Gadis itu menunduk—lagi—kebiasaan yang selalu dilakukannya apabila merasa bersalah, dan malu. Adam tersenyum, dan meneruskan mencambuti rumput.

“Tidak apa. Kau tetap tak berubah.” ucapnya ringan, namun seolah-olah ada getaran halus di hatinya. Ia berdiri, membersihkan jeansnya yang sedikit  kotor karena tanah.

“Aku ambil tanah dulu.”

Ia melakukannya karena... tak tega jika gadis itu harus bolak balik mengambil tanah dengan kondisinya yang sulit. Ia mengangkat satu karung tanah, dan meletakkannya di samping gadis itu.

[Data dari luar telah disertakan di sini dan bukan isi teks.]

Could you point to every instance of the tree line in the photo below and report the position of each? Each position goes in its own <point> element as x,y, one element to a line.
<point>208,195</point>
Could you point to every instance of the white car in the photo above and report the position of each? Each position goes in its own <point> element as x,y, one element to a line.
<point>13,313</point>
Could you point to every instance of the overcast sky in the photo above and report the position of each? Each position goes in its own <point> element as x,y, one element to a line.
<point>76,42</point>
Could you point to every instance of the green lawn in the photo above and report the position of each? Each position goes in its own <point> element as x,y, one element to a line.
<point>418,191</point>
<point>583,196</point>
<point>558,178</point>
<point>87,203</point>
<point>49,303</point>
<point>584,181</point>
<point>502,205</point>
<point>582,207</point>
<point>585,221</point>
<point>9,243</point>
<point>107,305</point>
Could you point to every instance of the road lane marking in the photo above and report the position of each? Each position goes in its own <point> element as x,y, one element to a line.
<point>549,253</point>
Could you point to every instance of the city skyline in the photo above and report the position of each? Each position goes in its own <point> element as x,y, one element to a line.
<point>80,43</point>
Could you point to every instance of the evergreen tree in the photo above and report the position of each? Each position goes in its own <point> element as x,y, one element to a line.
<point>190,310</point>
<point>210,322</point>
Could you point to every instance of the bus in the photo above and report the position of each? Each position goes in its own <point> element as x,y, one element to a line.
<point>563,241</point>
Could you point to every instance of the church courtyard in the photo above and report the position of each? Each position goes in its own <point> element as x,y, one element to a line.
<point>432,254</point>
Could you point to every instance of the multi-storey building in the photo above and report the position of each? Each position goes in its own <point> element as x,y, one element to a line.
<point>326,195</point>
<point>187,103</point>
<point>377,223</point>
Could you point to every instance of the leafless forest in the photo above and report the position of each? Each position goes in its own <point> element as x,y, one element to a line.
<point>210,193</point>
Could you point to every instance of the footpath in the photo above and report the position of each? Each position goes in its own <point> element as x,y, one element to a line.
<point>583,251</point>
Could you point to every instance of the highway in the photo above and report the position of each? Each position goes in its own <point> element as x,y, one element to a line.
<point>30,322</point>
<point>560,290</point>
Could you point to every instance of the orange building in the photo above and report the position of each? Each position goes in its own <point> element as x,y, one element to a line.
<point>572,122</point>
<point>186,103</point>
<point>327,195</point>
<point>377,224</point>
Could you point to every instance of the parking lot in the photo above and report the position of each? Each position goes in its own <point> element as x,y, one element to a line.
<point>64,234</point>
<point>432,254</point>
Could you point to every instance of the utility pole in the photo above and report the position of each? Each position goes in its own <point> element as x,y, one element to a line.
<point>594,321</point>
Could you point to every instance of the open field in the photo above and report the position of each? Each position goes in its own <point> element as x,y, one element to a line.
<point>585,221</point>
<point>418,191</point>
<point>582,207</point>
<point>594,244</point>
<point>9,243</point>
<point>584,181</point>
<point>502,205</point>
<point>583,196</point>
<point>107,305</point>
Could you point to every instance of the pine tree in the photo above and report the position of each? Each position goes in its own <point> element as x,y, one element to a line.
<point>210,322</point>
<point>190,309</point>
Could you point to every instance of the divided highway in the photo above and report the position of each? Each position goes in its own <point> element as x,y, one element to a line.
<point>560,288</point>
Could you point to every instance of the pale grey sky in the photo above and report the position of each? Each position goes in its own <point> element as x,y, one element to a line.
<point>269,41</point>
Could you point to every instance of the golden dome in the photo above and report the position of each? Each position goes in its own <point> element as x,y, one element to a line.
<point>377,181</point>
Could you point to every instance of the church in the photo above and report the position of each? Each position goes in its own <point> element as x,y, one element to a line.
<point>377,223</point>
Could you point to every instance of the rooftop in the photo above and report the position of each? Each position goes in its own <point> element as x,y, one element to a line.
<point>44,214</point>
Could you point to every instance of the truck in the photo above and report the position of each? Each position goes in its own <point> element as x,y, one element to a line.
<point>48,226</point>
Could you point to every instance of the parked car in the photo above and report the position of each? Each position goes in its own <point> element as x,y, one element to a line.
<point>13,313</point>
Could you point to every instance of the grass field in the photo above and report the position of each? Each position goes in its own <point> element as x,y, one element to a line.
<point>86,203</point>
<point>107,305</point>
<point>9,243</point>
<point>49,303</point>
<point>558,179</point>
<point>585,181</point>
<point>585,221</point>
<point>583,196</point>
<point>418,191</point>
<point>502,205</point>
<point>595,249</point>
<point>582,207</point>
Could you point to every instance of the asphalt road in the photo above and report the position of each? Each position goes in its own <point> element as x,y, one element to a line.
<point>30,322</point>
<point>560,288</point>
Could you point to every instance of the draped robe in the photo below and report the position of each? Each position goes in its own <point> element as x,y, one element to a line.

“Aku... bisa melakukannya. Kau tidak perlu menolongku.” ucap Hanum tersinggung. Astaga, ia tidak pernah melihat raut wajah itu. Hanum bukan marah pada dirinya, tetapi merasa sedang dikasihani. Itulah sorot yang terlihat.

“Hanum... aku tidak mengasihanimu. Tetapi, aku melakukan apa yang hatiku ingin lakukan.”  Ia diam, tak menanggapi ucapan Hanum. Ia kembali pada tempatnya semula, sambil sesekali melihat ke arah gadis itu.

Setengah jam setelah suasana dingin yang diciptakannya, ia pamit pulang. Bukan alasan yang mengada-ngada, tapi salah seorang temannya dirawat di rumah sakit, jadi ia memutuskan untuk menjenguknya—sebenarnya tidak ingin berlama-lama di dekat gadis itu. Ada sesuatu yang bergejolak di hatinya.
###
Keesokan harinya, ia datang lagi. Kali ini hatinya bukan untuk menuruti perintah ibunya, melainkan ia ingin bertemu dengan gadis itu—mengenal kembali. Tetapi sayangnya, gadis itu menolak kehadirannya, karena ayahnya sedang tidak di rumah. Ia paham. Ia memutuskan pulang dan meninggalkan secarik kertas pada gadis itu.

“Num, aku pulang. Aku titipkan sesuatu di luar.” ucapnya setengah berteriak. Gadis itu berada di dalam rumah, enggan membuka pintu. Bahkan saat Adam datang, ia hanya membuka pintu sedikit, cukup untuk membuatnya mengetahui siapa yang datang.

Aku ingin mengenalmu, Num. Izinkan aku.
###
Sebulan sejak ia meninggalkan secarik kertas pada Hanum, Adam tak pernah lagi mengunjunginya. Bukan kemauannya, tetapi karena ibu menyuruhnya pulang. Hingga libur semester hampir berakhir, ia tetap memutuskan berada di Bukittinggi, menahan segala hasrat untuk ke Padang dengan alasan menemui Pak Agung.

“Bagaimana kabar Hanum, Dam?” tanya ibu disela ia mengemasi barang yang dibawanya besok. Esok usai shubuh, ia harus bergegas ke Padang karena perkuliahannya akan segera di mulai.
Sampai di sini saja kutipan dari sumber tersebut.